Marina Palumbo first heard about Haiti and the plight of its restavek children on Anderson Cooper 360 when she was a freshman at East Greenwich High School – two more than a year before the earthquake that brought Haiti centerstage. Restavek children in Haiti go to work for families with more money, but they often don’t get enough food, much less a chance to go to school.
Palumbo decided to try to do something about it. A chance encounter at her church with members of Cross International set her on a path to raising money for restavek children to be able to attend school.
“The only hope they have is school,” said Palumbo recently. “My aunt’s an artist, and she helped me.”
They came up with a necklace, made simply and cheaply. Palumbo takes a large washer – the hardware item – and decopages it. She then puts it on a satin string and sells it for $6. It’s enough to make money, and usually not too much for her target audience, young girls.
To date, Palumbo’s sold around 1,200 of these necklaces, and raised about $9,000. She said the work has helped her.
“I’ve definitely come out of my shell a lot – having to push myself out there and having to talk about what I’m doing.”

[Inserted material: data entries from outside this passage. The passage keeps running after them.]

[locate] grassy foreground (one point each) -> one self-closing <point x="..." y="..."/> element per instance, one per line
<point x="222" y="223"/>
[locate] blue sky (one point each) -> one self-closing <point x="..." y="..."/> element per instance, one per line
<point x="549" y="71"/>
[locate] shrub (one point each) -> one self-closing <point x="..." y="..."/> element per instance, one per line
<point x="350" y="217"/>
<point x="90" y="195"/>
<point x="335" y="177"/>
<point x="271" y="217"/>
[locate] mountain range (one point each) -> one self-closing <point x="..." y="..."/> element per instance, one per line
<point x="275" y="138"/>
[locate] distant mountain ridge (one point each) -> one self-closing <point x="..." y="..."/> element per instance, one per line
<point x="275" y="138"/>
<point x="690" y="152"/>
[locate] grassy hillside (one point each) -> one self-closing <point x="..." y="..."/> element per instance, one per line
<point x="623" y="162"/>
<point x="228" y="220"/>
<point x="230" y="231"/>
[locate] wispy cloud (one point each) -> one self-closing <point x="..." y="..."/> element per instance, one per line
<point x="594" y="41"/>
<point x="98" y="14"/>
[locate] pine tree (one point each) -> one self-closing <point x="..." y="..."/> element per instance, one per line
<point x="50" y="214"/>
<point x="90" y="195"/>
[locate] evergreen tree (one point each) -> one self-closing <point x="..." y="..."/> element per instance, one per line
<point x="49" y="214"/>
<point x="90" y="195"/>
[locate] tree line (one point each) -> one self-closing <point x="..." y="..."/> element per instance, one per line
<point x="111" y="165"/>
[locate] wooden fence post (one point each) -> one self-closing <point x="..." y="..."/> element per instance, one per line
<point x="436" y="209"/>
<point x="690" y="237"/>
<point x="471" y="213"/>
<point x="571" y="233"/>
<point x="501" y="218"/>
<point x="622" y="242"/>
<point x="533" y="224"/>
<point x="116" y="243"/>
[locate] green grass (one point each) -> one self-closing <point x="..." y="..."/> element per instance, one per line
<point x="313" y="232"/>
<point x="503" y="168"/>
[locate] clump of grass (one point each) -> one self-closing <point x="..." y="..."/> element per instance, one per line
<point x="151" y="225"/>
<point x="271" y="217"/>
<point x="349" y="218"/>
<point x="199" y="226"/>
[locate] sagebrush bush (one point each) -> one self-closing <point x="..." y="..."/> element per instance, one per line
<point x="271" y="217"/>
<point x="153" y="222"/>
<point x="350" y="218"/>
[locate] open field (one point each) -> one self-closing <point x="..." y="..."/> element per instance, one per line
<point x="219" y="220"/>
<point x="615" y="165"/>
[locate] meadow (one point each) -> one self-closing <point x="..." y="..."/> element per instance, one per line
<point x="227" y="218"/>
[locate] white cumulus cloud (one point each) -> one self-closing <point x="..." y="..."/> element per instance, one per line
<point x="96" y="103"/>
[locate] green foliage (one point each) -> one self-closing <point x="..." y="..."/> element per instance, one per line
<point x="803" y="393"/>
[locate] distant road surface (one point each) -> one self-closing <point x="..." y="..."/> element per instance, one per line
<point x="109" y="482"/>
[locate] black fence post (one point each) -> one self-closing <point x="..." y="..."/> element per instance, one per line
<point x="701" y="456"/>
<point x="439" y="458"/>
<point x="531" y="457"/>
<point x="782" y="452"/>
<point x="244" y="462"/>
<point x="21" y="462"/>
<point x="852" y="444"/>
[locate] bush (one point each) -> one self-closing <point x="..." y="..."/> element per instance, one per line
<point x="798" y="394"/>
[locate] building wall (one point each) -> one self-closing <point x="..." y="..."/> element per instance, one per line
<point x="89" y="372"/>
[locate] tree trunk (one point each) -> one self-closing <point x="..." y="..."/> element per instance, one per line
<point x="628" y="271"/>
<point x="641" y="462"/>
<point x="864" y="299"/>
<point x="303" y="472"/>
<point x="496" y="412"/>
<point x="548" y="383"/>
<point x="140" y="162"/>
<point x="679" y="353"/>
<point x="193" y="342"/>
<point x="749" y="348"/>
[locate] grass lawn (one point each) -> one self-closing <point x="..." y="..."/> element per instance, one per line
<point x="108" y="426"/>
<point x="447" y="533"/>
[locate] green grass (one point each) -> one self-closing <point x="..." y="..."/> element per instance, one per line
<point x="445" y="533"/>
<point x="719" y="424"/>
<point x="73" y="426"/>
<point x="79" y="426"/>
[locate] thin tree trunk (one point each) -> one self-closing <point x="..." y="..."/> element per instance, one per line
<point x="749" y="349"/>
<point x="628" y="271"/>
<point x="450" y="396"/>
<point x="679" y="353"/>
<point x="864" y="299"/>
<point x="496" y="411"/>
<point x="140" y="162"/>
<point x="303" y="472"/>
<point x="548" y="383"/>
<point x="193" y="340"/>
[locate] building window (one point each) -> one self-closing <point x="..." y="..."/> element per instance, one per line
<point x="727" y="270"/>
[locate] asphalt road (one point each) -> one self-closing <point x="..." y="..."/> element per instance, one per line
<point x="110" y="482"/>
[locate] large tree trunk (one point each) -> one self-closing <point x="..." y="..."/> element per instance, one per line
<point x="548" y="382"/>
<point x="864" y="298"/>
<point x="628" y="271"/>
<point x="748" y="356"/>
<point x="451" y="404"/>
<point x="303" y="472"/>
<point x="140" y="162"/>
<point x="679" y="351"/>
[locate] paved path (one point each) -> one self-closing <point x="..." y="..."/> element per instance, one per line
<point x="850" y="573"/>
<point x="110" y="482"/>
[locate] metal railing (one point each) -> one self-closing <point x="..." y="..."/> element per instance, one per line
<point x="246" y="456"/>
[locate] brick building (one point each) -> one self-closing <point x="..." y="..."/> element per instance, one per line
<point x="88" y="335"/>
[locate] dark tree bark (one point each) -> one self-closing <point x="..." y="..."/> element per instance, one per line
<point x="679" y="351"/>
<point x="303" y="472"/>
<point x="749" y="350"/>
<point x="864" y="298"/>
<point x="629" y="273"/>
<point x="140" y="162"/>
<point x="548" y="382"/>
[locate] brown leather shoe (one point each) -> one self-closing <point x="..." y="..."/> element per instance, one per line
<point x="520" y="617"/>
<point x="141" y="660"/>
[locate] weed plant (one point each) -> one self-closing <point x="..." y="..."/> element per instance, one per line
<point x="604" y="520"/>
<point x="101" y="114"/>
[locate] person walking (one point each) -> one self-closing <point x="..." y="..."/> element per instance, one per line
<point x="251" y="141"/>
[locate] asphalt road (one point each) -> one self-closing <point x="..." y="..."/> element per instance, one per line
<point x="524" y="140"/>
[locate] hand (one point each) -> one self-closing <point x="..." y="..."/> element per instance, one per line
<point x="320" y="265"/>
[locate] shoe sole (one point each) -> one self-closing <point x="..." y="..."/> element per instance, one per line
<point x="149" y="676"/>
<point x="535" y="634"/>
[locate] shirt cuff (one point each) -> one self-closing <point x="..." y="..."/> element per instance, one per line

She’s also started a club at EGHS, Hope for Haiti, a way to teach students about Haiti.
Her efforts were noticed. In January, she was named a Rhode Island top youth volunteer of 2013 by the Prudential Spirit of Community Awards, a national program honoring middle level and high school students for outstanding volunteer service.
As a Prudential Spirit award winner, Palumbo will receive $1,000 and a trip to Washington, D.C., where she will join 100 other top youth volunteers from across the United States for four days of national recognition events.
Her real aim, however, is to visit Haiti.